Il fine settimana è stato segnato da un enorme blocco informatico e dal ritiro di Joe Biden dalle presidenziali USA, eventi che hanno rischiato di far passare in secondo piano importanti sviluppi nella crisi mediorientale.
Negli ultimi giorni, lo Yemen è tornato al centro dell’attenzione. Venerdì, un drone del gruppo yemenita Houthi ha colpito Tel Aviv, uccidendo un civile. Israele ha risposto bombardando il porto di Hodeidah, uccidendo 6 persone. Gli Houthi hanno lanciato un missile contro Eilat, intercettato dalle difese israeliane. Nonostante le dichiarazioni bellicose, un’escalation regionale con l’Iran sembra improbabile, dato che l’Iran ha mantenuto un basso profilo e gli Houthi considerano le loro azioni un “fronte di supporto” per Gaza. Israele, già impegnata a Gaza e in Cisgiordania, non ha la capacità di aprire un nuovo fronte a piena intensità in Yemen.

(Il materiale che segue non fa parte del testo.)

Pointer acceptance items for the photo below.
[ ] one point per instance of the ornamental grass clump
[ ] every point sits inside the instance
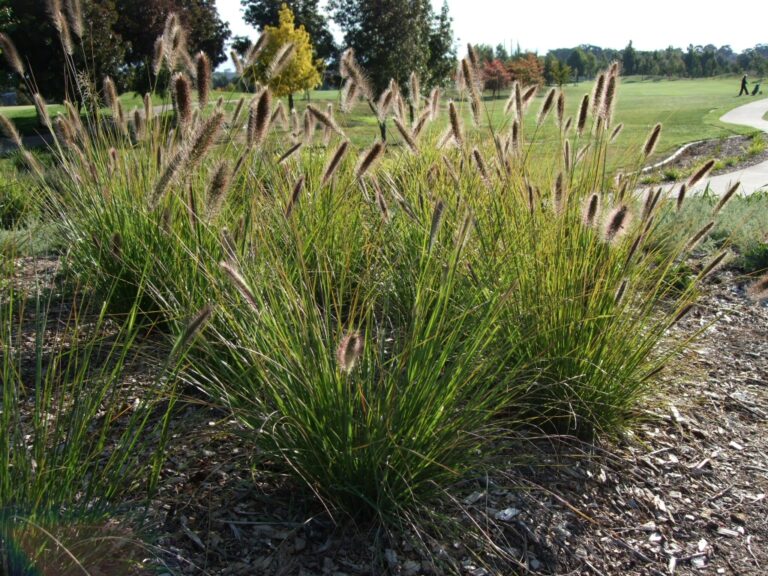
(383, 310)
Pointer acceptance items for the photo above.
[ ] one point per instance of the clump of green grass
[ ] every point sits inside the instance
(383, 309)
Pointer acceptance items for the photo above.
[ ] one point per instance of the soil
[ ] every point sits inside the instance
(685, 493)
(696, 154)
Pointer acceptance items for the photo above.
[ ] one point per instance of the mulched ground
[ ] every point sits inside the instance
(694, 156)
(684, 494)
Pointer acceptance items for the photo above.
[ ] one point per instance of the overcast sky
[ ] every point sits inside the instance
(541, 25)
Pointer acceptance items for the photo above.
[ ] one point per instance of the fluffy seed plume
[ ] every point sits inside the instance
(699, 236)
(309, 122)
(421, 121)
(610, 97)
(474, 59)
(547, 105)
(437, 219)
(559, 194)
(509, 105)
(414, 91)
(158, 55)
(528, 95)
(240, 283)
(406, 135)
(282, 58)
(583, 111)
(325, 119)
(518, 89)
(335, 161)
(480, 163)
(681, 196)
(758, 290)
(369, 159)
(8, 129)
(258, 119)
(217, 190)
(168, 175)
(474, 94)
(434, 103)
(182, 92)
(279, 115)
(255, 50)
(621, 291)
(75, 16)
(456, 130)
(616, 131)
(238, 63)
(725, 198)
(712, 266)
(381, 202)
(701, 173)
(11, 55)
(598, 93)
(42, 110)
(203, 66)
(295, 195)
(617, 223)
(351, 70)
(204, 138)
(653, 139)
(350, 350)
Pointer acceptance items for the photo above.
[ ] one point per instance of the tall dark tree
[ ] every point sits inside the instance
(118, 40)
(392, 38)
(307, 13)
(442, 52)
(629, 60)
(99, 53)
(142, 21)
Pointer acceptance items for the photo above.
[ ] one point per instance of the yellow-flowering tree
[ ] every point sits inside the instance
(301, 72)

Oggi, l’esercito israeliano ha bombardato Khan Yunis, uccidendo almeno 39 persone, nonostante l’area fosse designata come “zona umanitaria sicura”. L’ordine di evacuazione emesso pochi minuti prima dell’attacco è stato inefficace, poiché non ha dato il tempo ai residenti di cercare riparo.
La cronaca dal Libano non registra eventi particolari, mentre l’ICJ ha ordinato a Israele di porre fine all’occupazione dei territori palestinesi e di effettuare risarcimenti. Il tribunale ha riscontrato numerose violazioni del diritto internazionale, tra cui apartheid e segregazione razziale. Il primo ministro israeliano Netanyahu ha respinto il parere, affermando che “il popolo ebraico non è occupante nella propria terra”. Ora il parere sarà trasmesso all’Assemblea Generale delle UN per decidere come procedere.
In questo contesto, i negoziati per un cessate il fuoco appaiono sempre più fragili. Mentre il Segretario di Stato USA, Antony Blinken, parla di un accordo imminente, funzionari regionali citano negoziati in stallo o naufragati.